正當她當下無錯時,雨笙又是那一貫的悠悠之態,說道:“不至於吧,就一張紙巾,一會兒還你一包新的。還是……你想要這個?”他把擦了一半汗的紙巾,放回了她麵前。
這一字一句,不僅敲打在銳寒的心上,更是灌入每一個人的耳朵中,那安靜的教室,根本不留任何可能遺漏某個字句的機會。銳寒更是尷尬不已,明明不是那一張紙巾的問題啊,明明你為什麼要這麼突然地敲打我思緒啊!
銳寒從沒覺得自己有這麼窘,好像口腔都是空蕩蕩的,因為伶牙俐齒都被拔光了。她隻得這麼不甘心地瞪著他,怒不敢言,怒了就代表真是在乎那一張紙巾了呢。別人要怎麼想她?她就這麼看著他,看著他有了接下來的動作。
雨笙把用過的紙巾揉成了一團,放在了銳寒課桌旁邊掛著的垃圾袋裏,還不忘邪惡地再補中一槍,“先還你這個好啦!”便如風般,坦然地走過了她身邊,坐在了她斜後方再往後的位子上。
冷銳寒就這麼目不轉睛地用能殺死人的眸光把他目送到座位上,看他竟就若無其事地坐下了,簡直不敢相信的眼睛,回過頭時偷瞟到別人投來怪異和猜度的眼神,更是難以置信地從鼻囊中哼了一聲,長呼一口氣都難以釋懷。放學前的那半小時,銳寒完全遊離中,一心隻是想著要怎麼搬回一局。
老師宣布放學了之後,大多數同學都是拿著一早收拾好的書包爭先忙後地衝出了教室。雖然隻隔了兩個座位,銳寒還是困難地逆大流而上,趁他還沒有溜,一定要給他些顏色,就這麼她氣定地站在了他的麵前。
莫雨笙正要拿書包背上,便感覺到有人擋住了他前方的光,抬頭一看,又是那張稚氣的臉,看到她生氣模樣,莫笙竟然覺很好笑,不禁又逗了她一句,“還真來要紙巾來了。”
銳寒看著他這副欠揍的模樣,真是無語極了,心頭的火真是越扇越大,“啪”一聲,把之前那包抽紙拍在了他空空的桌子上,硬聲說道:“我才不稀罕你的紙巾,你用過的東西,我也沒心情再用,送給你好了!”
說完,銳寒頭也不回的走回了自己的位子上,總算是駁了一回他的麵子,心裏竟然蕩漾著竊喜。不過應該在剛才全班同學麵前直接駁回他,這樣才更有效果,自己也不至於自己一人憋屈那麼久。

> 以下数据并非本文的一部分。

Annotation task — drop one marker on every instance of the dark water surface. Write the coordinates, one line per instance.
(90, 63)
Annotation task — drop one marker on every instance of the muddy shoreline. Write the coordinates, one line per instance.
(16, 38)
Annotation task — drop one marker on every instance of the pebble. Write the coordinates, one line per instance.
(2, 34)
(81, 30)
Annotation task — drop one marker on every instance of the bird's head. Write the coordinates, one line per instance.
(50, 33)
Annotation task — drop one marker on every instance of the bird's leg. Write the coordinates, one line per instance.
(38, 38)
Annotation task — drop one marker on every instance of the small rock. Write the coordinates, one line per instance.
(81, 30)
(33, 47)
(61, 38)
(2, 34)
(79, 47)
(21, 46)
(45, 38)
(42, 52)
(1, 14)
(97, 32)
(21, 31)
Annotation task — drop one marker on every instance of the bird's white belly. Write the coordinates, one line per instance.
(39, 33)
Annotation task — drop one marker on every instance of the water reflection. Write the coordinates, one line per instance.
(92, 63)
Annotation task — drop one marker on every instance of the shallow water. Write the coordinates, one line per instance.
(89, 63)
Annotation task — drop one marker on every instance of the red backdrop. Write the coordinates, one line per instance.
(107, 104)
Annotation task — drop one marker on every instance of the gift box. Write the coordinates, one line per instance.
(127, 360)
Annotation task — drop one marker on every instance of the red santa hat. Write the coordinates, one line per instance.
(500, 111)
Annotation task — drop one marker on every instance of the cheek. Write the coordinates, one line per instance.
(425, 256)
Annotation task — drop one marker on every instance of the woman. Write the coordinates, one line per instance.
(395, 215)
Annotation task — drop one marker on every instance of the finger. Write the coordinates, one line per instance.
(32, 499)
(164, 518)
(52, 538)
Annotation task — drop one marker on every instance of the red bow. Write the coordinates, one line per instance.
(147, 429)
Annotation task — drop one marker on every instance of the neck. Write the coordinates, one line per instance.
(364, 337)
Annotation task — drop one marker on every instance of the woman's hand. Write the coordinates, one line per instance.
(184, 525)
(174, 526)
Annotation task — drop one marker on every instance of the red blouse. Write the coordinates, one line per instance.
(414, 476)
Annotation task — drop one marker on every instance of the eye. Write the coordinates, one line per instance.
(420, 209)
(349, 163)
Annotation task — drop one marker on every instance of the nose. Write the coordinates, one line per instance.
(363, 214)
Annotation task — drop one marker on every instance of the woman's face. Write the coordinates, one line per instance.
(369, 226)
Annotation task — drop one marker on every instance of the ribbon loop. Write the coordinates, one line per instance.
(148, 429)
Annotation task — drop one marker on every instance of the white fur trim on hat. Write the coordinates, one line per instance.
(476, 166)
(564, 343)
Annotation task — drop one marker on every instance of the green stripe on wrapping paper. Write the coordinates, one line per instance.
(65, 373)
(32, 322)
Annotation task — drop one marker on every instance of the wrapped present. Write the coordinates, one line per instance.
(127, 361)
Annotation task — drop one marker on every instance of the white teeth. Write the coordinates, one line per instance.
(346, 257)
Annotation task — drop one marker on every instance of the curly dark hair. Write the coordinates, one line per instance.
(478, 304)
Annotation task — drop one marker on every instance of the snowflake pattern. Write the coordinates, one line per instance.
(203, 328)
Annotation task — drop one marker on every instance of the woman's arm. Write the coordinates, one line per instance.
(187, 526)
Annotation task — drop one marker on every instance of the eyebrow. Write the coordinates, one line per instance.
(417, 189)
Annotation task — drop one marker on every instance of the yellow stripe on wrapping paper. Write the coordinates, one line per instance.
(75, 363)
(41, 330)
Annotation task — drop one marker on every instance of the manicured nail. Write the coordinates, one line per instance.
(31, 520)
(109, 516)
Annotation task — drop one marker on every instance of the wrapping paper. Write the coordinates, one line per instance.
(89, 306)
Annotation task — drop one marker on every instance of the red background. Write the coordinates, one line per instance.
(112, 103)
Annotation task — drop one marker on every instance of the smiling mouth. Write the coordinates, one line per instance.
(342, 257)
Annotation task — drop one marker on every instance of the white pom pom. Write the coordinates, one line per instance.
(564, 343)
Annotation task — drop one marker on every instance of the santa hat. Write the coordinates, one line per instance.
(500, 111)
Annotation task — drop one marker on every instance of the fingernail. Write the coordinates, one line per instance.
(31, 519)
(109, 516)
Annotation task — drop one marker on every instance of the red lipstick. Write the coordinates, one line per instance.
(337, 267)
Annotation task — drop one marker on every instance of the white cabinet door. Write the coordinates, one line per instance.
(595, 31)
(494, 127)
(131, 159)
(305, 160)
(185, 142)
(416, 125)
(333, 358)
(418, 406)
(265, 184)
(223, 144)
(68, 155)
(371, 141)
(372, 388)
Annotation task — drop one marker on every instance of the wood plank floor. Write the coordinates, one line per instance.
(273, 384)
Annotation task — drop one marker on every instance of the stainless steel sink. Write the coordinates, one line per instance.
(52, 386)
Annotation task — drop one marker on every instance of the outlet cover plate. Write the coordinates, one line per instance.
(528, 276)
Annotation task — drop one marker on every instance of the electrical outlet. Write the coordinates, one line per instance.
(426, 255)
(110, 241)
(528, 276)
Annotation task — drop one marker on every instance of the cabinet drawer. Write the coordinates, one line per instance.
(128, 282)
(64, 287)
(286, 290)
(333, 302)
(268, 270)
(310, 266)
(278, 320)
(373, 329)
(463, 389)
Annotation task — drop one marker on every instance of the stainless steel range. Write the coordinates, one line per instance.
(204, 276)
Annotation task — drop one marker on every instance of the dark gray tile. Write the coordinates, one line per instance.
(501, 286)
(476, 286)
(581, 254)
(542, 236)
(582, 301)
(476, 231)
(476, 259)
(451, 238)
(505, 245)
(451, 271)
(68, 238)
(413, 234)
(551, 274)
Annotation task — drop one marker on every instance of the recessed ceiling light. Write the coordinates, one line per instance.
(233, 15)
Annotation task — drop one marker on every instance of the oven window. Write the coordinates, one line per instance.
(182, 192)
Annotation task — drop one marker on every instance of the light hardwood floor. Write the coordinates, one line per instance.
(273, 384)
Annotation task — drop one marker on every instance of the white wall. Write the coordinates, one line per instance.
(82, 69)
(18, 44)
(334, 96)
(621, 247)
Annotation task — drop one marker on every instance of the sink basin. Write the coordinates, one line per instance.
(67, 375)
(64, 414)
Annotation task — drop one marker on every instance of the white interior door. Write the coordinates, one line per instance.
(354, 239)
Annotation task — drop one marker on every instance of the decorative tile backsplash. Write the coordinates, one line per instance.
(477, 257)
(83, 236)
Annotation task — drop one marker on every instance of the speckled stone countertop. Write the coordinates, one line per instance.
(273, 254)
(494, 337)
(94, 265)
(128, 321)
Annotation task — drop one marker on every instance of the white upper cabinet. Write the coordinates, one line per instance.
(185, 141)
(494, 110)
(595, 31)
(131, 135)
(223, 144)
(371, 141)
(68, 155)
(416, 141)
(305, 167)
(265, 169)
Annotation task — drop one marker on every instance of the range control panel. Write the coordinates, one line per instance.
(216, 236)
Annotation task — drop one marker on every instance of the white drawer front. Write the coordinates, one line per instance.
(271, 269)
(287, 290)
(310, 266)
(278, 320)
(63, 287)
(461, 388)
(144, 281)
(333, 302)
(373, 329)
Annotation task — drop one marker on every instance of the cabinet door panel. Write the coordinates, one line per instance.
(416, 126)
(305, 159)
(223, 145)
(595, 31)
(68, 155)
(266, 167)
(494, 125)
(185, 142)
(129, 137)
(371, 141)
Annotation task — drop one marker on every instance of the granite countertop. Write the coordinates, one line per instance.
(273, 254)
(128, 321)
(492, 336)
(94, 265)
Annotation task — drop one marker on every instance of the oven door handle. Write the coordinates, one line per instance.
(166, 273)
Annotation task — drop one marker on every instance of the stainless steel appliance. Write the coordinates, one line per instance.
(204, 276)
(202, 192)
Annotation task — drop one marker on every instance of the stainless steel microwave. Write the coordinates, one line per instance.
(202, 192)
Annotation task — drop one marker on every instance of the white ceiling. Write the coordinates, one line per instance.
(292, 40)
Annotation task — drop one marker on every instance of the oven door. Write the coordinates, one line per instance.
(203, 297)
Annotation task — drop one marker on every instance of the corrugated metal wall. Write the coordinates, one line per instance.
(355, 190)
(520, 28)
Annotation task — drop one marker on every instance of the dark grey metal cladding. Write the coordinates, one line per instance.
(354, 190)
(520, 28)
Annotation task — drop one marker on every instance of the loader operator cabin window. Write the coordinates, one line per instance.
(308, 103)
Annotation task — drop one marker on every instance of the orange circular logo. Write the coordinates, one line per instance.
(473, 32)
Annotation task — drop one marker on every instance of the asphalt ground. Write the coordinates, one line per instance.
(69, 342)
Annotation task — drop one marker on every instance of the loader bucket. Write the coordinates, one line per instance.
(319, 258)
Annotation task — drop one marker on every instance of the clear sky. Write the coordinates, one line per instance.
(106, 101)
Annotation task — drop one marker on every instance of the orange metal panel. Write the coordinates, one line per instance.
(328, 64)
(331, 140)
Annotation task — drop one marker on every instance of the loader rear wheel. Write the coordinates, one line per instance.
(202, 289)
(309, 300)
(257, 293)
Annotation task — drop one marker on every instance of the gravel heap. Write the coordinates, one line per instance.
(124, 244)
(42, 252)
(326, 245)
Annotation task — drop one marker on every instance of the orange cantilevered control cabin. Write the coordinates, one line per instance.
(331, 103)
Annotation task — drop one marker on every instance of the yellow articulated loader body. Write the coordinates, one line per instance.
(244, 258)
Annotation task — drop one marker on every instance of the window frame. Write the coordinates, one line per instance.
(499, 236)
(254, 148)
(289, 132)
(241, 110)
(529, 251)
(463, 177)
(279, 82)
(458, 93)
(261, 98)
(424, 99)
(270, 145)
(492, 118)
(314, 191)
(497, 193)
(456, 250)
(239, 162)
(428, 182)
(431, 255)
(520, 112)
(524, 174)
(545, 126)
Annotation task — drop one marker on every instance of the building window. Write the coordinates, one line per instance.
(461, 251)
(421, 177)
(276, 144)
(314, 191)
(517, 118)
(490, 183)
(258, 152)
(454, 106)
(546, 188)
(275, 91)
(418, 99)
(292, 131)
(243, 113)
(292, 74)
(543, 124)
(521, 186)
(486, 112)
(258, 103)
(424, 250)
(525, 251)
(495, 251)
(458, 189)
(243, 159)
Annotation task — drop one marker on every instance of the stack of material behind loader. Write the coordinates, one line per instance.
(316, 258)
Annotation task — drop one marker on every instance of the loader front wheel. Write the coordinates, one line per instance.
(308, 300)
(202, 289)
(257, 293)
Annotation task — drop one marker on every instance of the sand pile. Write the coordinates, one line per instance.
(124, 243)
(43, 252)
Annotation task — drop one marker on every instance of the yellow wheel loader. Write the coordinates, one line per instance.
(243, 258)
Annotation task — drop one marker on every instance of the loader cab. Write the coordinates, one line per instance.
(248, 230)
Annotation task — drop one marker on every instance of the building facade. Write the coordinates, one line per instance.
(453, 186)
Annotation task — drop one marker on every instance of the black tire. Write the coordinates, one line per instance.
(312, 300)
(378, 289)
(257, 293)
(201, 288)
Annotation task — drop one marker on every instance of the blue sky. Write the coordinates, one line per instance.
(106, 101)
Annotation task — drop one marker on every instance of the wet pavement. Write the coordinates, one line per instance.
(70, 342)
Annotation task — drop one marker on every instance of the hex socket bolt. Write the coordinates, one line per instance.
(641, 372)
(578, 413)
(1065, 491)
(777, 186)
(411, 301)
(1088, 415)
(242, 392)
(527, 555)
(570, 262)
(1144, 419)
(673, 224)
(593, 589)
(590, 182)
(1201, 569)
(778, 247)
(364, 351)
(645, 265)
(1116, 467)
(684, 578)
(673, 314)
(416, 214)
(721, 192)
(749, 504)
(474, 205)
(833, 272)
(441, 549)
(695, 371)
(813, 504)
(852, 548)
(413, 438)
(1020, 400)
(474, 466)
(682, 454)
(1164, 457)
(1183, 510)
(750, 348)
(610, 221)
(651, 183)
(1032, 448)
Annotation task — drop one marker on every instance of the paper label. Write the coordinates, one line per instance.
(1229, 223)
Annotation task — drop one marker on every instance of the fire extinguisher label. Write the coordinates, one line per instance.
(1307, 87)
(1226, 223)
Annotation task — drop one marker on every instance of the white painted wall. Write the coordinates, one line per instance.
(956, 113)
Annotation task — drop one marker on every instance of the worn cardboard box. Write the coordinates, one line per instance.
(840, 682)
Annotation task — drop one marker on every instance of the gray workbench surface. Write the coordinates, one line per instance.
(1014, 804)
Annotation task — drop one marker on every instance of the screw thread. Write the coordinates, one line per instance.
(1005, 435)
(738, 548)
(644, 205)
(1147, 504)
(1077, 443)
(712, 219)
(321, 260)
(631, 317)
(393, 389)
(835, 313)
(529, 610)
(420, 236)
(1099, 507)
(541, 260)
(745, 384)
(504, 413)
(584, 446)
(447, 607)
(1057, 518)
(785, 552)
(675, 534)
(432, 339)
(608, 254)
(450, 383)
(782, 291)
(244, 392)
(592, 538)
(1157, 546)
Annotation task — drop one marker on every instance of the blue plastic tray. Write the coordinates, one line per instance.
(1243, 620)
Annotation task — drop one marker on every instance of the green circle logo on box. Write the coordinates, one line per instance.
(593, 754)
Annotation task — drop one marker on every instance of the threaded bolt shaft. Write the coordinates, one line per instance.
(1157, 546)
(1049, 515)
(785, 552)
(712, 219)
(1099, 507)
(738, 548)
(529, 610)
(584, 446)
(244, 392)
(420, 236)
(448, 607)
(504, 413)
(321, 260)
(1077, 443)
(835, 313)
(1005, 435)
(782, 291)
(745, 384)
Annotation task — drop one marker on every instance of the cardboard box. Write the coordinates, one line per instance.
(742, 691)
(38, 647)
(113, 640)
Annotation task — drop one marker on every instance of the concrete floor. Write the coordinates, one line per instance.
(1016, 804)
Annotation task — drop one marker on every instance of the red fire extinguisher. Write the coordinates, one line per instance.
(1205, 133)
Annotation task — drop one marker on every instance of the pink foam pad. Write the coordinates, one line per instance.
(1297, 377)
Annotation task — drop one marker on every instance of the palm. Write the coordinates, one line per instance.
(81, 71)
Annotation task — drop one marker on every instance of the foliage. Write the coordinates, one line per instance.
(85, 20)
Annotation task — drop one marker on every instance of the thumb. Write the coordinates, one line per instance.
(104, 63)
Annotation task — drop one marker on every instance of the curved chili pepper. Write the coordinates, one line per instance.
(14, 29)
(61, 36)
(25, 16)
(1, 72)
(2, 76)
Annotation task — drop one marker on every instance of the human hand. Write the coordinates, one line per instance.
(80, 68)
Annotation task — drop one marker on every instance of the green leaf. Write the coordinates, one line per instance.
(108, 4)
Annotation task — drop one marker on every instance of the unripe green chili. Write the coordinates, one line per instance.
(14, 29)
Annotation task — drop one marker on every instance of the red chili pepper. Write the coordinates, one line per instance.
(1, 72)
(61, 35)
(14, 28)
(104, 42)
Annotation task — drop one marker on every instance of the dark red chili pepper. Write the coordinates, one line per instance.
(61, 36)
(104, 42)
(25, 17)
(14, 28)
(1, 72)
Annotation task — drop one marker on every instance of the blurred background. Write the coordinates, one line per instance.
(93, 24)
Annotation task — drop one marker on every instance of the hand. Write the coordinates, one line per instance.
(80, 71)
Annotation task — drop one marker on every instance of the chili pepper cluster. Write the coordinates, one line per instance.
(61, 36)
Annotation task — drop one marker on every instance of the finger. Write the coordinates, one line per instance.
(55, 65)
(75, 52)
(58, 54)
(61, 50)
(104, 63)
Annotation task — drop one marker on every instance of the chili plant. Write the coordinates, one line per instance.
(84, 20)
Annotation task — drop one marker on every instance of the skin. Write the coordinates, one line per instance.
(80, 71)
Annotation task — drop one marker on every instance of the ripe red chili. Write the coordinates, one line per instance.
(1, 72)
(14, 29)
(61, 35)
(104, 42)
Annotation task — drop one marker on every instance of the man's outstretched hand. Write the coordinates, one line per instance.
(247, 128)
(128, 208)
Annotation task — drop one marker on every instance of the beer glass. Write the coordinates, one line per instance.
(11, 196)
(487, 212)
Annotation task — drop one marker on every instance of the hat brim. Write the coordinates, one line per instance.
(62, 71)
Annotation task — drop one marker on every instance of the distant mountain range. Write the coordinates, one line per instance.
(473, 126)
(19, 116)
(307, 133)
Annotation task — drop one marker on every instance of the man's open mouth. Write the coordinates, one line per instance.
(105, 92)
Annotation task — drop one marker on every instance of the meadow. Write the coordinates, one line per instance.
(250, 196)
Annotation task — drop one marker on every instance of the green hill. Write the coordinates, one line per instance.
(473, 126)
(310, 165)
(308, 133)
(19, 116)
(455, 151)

銳寒還在盤算著,追歎著,便聽到後麵那個熟悉的男聲又射出了冷箭,“這包紙巾就留在這裏,值日生們你們一會擦個手,抹桌子,上個廁所什麼的,就用這個吧,要能用完就扔了吧。”明明,紙巾就是用來做這些事兒的,但,在這一刻,怎麼就好似是有人故意貶低她的紙巾,更似是在挑釁她。
銳寒死死咬住牙根,堅持沒有再看他一眼,泄氣地把書一股腦地塞進了書包,都沒拉拉鏈,隻是扣上了外扣,就急忙拿起書包奔出了教室,她太需要點新鮮的氧氣了!
嗬,她這算是落荒而逃麼?一抹壞笑就這樣自然地掛在了他的嘴角,細細觀察,是微微上揚的。
早說晚說,有什麼用,這不是慢半拍的問題,是魔道少一仗的事實,若快半拍會不會死的更慘。她邊走邊懊惱,撓著頭發還不死心地想著要怎麼辦。
到底哪一次,開始注意你?應該就是每一次的狹路相逢吧。
因為不得不注意。
這就是所的謂冤家路窄吧。
你看,這張大床這麼大,我們偏偏要擠在一起,好似睡在個單人床上。難道,路窄些,我們才會遇到的?
冷銳寒的思緒在他溫暖的懷中,無限蔓延。她越想越興奮,突然轉過身,臉貼著他厚實的胸膛,撒嬌地問:“莫雨笙,你是從什麼時候開始喜歡我的?”
銳寒見他沒有反應,便推了推他的腰,又問了一遍,“你從什麼時候開始注意我的?”她知道他一定沒睡著呢。
什麼時候開始注意她的?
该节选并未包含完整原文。